Mitchell Ricketts, Ph.D. (2007)

Major Professor:

Dr. James Shanteau

Dissertation:

The use of narratives in safety and health communication

Abstract:

Unintentional injuries represent the leading cause of death among Americans aged 1-44 years. While there have been many life-saving advances in engineering, attempts to save lives by changing people's behavior have been less successful. For instance, safety and health communications have sometimes led to increased knowledge and self-reported intentions to comply with recommendations, but traditional efforts to demonstrate changes in actual target behaviors have often failed.

Research in many settings has shown that narrative communications have exceptional power to persuade and affect peoples' decisions. This suggests that safety and health messages might be more effective if they include narratives, such as brief stories about people who have been injured. The purpose of this dissertation is to determine if safety communications that include stories about injuries result in superior behavioral compliance when compared with traditional abstract safety messages.

Teams of two participants assembled a swing set, using written instructions that contained relevant safety messages. Fifty-four teams were randomly assigned to three conditions: story-based safety messages, concrete nonstory safety messages, and traditional abstract safety messages. Compliance with safety messages was defined as the number of compliant components in the finished swing set. After adjustment for covariates, story-based messages resulted in a 20 percent improvement in compliance, compared with concrete nonstory and traditional abstract messages. Covariates included age, gender, (log) childcare experience, equipment assembly experience, presence of observer, and a final covariate related to timing of experimental sessions conducted by different experimenters.

A positive relationship was noted between behavioral compliance and immediate (but not delayed) recall of message content. Narrative transportation was also positively related to compliance, but only within the story-based condition. Behavioral compliance was not related to remindings or judgments about the likelihood of injuries.

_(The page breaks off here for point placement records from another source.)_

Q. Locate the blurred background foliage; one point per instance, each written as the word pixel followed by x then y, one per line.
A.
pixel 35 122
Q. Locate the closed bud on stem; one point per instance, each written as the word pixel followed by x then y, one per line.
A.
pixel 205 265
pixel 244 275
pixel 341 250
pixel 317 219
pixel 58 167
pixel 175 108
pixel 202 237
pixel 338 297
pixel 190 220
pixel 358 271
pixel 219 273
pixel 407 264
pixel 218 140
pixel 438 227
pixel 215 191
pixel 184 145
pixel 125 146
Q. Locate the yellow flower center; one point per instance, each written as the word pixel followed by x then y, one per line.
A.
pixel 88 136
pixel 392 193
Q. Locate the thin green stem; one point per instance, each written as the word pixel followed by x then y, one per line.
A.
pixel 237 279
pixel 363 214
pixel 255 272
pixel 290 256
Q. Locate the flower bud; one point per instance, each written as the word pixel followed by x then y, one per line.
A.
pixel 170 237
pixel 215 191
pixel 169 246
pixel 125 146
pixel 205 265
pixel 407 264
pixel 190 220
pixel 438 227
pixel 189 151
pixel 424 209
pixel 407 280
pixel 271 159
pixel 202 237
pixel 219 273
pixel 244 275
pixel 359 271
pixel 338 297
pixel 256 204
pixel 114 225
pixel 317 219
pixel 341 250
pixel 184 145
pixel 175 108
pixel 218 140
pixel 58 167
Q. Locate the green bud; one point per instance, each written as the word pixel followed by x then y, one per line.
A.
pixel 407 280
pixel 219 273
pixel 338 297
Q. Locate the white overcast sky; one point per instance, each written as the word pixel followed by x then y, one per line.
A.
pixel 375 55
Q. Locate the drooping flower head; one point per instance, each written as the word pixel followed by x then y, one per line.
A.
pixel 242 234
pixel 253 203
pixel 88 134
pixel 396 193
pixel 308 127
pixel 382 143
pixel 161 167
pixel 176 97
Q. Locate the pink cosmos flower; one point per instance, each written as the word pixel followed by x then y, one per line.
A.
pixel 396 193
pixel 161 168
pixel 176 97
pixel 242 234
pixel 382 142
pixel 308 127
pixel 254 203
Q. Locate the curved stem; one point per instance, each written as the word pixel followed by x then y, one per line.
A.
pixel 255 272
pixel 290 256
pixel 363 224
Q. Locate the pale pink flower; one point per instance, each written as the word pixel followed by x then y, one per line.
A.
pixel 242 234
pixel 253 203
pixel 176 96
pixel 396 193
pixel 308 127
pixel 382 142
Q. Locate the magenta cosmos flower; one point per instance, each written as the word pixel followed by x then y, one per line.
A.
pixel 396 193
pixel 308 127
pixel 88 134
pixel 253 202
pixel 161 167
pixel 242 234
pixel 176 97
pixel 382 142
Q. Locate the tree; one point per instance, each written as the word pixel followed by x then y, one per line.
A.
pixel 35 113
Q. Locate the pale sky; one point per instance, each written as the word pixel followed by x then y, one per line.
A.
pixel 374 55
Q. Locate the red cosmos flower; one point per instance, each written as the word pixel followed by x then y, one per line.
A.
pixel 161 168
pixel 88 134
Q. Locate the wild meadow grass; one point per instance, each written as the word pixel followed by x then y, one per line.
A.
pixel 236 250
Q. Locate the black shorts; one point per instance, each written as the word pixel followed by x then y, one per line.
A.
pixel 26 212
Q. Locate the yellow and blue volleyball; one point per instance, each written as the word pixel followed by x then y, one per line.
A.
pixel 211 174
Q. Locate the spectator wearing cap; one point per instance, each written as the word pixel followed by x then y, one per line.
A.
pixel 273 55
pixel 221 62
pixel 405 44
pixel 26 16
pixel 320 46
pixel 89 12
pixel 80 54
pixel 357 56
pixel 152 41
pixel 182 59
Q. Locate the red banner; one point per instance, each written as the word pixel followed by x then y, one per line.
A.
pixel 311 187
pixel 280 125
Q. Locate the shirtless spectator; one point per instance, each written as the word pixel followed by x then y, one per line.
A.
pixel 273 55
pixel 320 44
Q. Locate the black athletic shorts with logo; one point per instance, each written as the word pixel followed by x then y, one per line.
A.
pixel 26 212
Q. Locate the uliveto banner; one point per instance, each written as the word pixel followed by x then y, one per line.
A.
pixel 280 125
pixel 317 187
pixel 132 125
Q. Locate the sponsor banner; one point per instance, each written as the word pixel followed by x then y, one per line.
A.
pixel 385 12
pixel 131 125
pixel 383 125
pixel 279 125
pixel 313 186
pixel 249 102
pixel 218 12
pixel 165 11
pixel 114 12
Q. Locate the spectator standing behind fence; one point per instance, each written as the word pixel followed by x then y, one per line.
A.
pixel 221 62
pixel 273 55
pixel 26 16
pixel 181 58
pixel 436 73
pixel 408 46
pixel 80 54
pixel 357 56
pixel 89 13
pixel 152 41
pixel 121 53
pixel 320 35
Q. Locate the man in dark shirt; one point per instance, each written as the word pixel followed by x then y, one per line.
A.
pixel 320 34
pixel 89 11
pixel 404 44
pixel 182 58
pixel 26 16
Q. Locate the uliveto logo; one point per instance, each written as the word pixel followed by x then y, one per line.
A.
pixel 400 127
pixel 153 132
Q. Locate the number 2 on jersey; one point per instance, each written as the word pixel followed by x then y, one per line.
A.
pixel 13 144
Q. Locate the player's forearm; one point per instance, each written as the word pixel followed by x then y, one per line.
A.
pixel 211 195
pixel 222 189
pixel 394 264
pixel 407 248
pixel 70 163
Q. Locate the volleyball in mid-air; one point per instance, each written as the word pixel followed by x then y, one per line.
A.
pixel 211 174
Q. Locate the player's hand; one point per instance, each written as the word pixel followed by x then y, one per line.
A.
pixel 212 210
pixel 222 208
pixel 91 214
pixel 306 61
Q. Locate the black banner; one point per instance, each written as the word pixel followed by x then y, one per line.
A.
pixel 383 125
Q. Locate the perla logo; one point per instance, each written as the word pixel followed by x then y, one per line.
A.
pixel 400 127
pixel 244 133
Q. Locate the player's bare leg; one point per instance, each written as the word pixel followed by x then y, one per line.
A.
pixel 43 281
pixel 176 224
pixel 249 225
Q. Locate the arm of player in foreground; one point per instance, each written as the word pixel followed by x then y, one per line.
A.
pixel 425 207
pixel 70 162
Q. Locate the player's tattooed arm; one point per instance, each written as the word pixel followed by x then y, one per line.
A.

The research is important because of its potential for improving safety communications and saving lives. Stories about injuries improved safety behavior even though the stories were brief and not designed to be entertaining or transporting. In contrast, the lack of correspondence between observed behavior and many surrogate measures suggests caution is in order when evaluating interventions using self-report measures, delayed memory, and other common dependent variables.